Food Friday Featuring: Light Mini Carrot Muffins
This morning, my plan was to make something semi-healthy that would hopefully carry us through the weekend, a snack that would be small enough for little hands. Baking is always a good option for making batches of treats which are tasty but aren’t always the healthiest snack option. So, with a little research I was able to come across this recipe, which seemed to meet (most of) my criteria.

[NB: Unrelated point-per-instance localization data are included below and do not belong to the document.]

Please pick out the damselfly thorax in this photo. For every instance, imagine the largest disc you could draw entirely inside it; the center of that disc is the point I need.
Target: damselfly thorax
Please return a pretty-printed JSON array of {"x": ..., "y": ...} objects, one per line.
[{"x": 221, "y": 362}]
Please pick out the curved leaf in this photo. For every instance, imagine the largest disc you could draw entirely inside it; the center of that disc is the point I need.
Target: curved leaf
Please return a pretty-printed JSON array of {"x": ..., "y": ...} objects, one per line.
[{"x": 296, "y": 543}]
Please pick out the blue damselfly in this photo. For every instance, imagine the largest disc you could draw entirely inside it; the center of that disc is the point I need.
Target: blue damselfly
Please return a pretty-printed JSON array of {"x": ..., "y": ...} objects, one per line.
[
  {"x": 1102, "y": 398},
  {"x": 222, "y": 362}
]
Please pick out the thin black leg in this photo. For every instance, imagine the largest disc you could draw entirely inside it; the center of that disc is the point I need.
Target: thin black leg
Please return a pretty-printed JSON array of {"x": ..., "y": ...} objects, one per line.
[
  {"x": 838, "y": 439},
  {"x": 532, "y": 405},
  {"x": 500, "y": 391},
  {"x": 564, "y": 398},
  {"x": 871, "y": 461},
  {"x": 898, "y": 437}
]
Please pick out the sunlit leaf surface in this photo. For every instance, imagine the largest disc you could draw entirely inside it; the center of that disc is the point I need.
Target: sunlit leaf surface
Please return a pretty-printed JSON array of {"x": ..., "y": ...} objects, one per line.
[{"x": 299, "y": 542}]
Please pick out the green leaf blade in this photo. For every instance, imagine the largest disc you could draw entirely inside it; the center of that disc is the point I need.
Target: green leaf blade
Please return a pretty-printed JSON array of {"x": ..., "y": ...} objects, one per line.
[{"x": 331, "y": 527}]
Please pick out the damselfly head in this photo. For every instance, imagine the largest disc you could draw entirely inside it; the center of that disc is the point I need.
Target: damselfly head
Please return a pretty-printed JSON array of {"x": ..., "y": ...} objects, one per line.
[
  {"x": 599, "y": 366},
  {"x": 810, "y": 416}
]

I liked it because it called for yogurt, not much oil (I didn’t add any, but used applesauce instead) and I was able to add an extra ½ cup of carrots. By baking them in mini muffin tins they are the perfect “2 bite” snack size. These sweet treats came out super fluffy with just the right amount of sweetness.
- 1 3/4 cups whole wheat flour
- 1/2 cup white sugar
- 2 tsp. baking powder
- 3/4 tsp. baking soda
- 1/2 tsp salt
- 3/4 cup plain yogurt
- 4 tbsp. canola, grapeseed or other mild oil (use same amount of applesauce if substituting)
- 1 tsp. vanilla extract
- 1 egg
- 3 carrots, shredded (about 2 to 2 1/2 cups)
- 1 1/2 tsp. cinnamon, ground
- 1/2 tsp. nutmeg, ground
- 1/2 tsp. ginger, fresh grated (or 1/4 tsp. if using dried)
- Pre heat oven to 375F and line or spray muffin tins.
- In a large bowl combine flour, sugar, baking powder, baking soda, salt and spices.
- In a separate bowl whisk together egg, yogurt, oil (or applesauce), and vanilla.
- Add wet mixture to dry mixture until combined.
- Fold carrots into batter.
- Spoon into muffin tins and bake for 18-20 min.